Ex-juíza que defendeu penduricalhos recebeu R$ 113,8 mil líquidos em dezembro.
Cláudia Márcia De Carvalho Soares, Presidente Da Associação Dos Magistrados Do Trabalho Cláudia Márcia De Carvalho Soares, Presidente Da Associação Dos Magistrados Do Trabalho
Cláudia Márcia de Carvalho Soares, presidente da Associação dos Magistrados do Trabalho em sessão no STF - 25/02/2026 | Foto: Reprodução/YouTube

Magistrada aposentada defendeu “penduricalhos” no STF durante julgamento conduzido por Flávio Dino

Enquanto defendia no Supremo Tribunal Federal (STF) a manutenção de verbas indenizatórias para magistrados — os chamados “penduricalhos” — a juíza do trabalho aposentada Cláudia Márcia de Carvalho Soares recebeu aproximadamente R$ 113,8 mil líquidos em dezembro. O valor consta na folha de pagamento do Tribunal Regional do Trabalho da 1ª Região.

Classificada como inativa, ela preside a Associação Brasileira de Magistrados do Trabalho (ABMT) e participou do julgamento no STF representando a entidade.

Debate no STF envolve limite do teto constitucional

A discussão ocorre no âmbito da liminar concedida pelo ministro Flávio Dino, que afirmou que a decisão pode pôr fim ao que chamou de “Império dos Penduricalhos”. O julgamento em andamento no Supremo Tribunal Federal trata de definir quais parcelas devem ser submetidas ao teto constitucional e quais podem ficar fora desse limite.

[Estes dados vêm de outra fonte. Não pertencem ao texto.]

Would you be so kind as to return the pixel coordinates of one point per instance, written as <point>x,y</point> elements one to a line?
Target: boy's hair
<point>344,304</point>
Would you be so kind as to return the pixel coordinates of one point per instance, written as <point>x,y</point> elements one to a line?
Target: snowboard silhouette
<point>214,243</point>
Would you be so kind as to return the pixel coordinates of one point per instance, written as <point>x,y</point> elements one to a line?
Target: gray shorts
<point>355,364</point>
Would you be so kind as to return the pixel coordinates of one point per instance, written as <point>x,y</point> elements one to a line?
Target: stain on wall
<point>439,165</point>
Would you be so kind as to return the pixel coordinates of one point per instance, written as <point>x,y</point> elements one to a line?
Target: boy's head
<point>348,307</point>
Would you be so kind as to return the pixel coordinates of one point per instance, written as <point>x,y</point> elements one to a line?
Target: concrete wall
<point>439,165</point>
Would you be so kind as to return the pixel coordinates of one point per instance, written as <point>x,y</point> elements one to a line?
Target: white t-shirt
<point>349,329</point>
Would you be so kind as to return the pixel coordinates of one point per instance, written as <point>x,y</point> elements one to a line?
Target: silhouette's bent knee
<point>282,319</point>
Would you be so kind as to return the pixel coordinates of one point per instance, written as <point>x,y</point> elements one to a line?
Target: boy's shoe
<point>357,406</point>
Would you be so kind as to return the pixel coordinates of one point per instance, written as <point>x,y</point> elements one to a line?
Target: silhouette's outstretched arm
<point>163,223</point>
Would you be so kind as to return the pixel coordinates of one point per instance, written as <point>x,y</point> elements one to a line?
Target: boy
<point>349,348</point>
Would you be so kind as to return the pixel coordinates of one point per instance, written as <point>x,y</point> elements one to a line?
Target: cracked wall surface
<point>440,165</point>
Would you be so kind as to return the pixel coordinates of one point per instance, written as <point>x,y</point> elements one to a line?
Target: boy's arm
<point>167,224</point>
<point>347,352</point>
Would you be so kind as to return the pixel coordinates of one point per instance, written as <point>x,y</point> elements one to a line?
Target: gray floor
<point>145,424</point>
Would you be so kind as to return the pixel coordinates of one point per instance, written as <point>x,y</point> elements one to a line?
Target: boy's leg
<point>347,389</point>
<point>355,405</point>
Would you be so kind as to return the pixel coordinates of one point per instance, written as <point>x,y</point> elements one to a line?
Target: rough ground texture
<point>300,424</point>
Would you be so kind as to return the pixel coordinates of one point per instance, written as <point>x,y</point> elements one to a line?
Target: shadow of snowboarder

Atualmente, o teto do funcionalismo está vinculado ao subsídio dos ministros do STF, fixado em R$ 46.366,19.

Parte dos ministros defende uma aplicação mais rígida do limite. Já entidades da magistratura sustentam que verbas de caráter indenizatório não podem ser classificadas como remuneração e, portanto, não deveriam ser incluídas no teto.

Declarações durante a sessão

Durante sua manifestação no plenário, Cláudia Márcia de Carvalho Soares afirmou que magistrados convivem com “muita insegurança jurídica” por não saberem quanto receberão ao final do mês. Segundo ela, mudanças frequentes de entendimento sobre a legalidade de determinadas verbas geram instabilidade financeira.

Ao exemplificar a situação, declarou:

“O juiz de primeiro grau não tem carro, paga do seu próprio bolso o combustível, o carro financiado. Não tem apartamento funcional, não tem plano de saúde, não tem refeitório, não tem água e não tem café”, sustentou.

Valor recebido pode incluir parcelas extras

O contracheque de dezembro aponta o recebimento líquido de cerca de R$ 113,8 mil. O montante supera o teto constitucional, mas pode englobar valores como 13º salário, férias indenizadas e pagamentos retroativos — parcelas que, dependendo da natureza, não entram no cálculo do limite.

Procurada por meio da associação que preside, a magistrada não respondeu até a publicação da reportagem. O espaço permanece aberto para manifestação.